Her 51-year-old mother turned on the television and called relatives in Surabaya, Indonesia to find out more, but she heard no word on her daughter.

"I could not do anything - want to eat also cannot. I just cried and prayed. I was holding my phone and took it everywhere,” she said.

At least 16 people have been killed and more than 330 injured in the 6.4 magnitude quake on Sunday.

READ: Malaysian killed in Lombok quake was on Mount Rinjani climbing mission

It was only when her daughter called about three hours later that Madam Syamsiah calmed down. The group cut short their trip and returned to Singapore on Tuesday.

CHEERS, TEARS, HUGS

There were cheers, tears and hugs as the group emerged from the Changi Airport arrival area at about 3.30pm.

While Madam Syamsiah was in touch with her daughter before she returned home, she continued to be anxious until she saw Ms Ruhil in the flesh. 

Her relief was visible, as she repeatedly hugged and kissed her daughter.

Ms Ruhil and her team members were also in tears as they embraced their family members.

The trip was Ms Ruhil’s first one with friends, Madam Syamsiah said.The group huddled together for a meeting after they arrived at Changi Airport. (Photo: Jalelah Abu Baker)

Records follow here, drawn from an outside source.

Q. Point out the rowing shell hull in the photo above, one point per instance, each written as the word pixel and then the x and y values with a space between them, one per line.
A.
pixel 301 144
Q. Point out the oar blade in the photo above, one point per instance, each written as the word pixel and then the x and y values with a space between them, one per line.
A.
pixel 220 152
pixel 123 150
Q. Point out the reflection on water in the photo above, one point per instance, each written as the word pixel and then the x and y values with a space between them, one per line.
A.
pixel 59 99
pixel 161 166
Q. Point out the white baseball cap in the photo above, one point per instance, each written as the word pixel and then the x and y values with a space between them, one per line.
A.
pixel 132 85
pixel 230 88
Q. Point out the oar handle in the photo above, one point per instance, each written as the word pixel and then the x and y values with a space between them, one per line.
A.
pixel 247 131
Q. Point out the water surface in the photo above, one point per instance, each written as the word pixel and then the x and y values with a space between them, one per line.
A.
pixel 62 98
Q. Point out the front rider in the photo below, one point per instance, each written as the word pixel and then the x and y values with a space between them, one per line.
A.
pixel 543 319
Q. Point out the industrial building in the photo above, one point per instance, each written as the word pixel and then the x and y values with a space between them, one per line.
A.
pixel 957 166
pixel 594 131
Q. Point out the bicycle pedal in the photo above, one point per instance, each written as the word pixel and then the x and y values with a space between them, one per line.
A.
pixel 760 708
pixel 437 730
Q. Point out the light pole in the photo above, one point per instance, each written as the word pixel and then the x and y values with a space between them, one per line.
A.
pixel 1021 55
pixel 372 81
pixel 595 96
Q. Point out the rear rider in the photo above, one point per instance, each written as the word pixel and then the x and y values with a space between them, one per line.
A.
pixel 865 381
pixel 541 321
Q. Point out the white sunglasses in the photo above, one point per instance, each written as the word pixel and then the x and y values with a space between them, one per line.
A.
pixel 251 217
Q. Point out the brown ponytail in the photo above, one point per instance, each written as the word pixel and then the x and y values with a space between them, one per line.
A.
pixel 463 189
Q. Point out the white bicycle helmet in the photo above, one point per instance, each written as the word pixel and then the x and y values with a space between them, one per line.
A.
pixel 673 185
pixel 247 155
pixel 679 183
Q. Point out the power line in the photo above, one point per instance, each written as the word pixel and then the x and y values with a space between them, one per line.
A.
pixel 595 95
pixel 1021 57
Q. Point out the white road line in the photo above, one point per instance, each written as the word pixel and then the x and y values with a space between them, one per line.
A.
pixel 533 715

“WE JUST SAT DOWN DURING THE EARTHQUAKE”

Recounting the experience, which she described as “scary”, Ms Ruhil said that she and the rest of the members were sitting on the beach, after catching a magnificent sunrise.

“I was watching children throwing pebbles into the sea. It was peaceful,” she said.

Then there was a rumble and for about 10 seconds, Ms Ruhil and her friends were trying to make sense of what was happening, she said.

“We were clueless until we saw the villagers running away from the beach," she said. They followed suit and were advised to stay outdoors in case any roofs collapsed.

READ: Volcano hikers tell of terror after Indonesia quake

They continued to experience aftershocks.

"Every aftershock was a mental trauma," said team leader Mohammad Azfar Sa'ari, 23. 

Guided by Mr Mohamad Tahar Jumaat, 50, the facilitator of the trip, the group made their way to Sembalun in the northeast of Lombok, where many relief agencies are based. 

It was only when they reached Sembalun that they managed to call their families.

When they were given a choice whether to stay on, team leader Mohammad Azfar Sa'ari decided against it.

"Parents kept asking their kids to go home, and they wanted to go home as well, so I made the call," he said.

CROSSING A DAMAGED BRIDGE 

The journey to Sembalun was not without obstacles. 

Apart from seeing collapsed roofs and debris, the group had to cross a damaged bridge on foot, as its structural integrity had been damaged, and driving across it in their van might have made things worse.

A bridge they had to cross was damaged. (Photo: Raihan Mohama)

That was when the instincts of safety officer Raihan Mohamad kicked in. Mr Raihan, 21, a first-year mechanical engineering student, had served as a medic in the Singapore Civil Defence Force during his National Service and attended a one-day workshop to prepare for the expedition.

Mr Raihan stood in the middle of the 200m-long bridge and guided his teammates across. At one point, the area he stepped on shook a little, and he advised the rest not to walk there.

"I was able to respond faster because of the training," he said.

When the group got to Sembalun, they sang songs to distract themselves as they waited for information on flights. They found out about the flight on Monday, and left for Singapore on Tuesday at 6.50am Indonesia time.

They counted themselves lucky.

"It's a great relief that everyone is back and well," Mr Azfar said.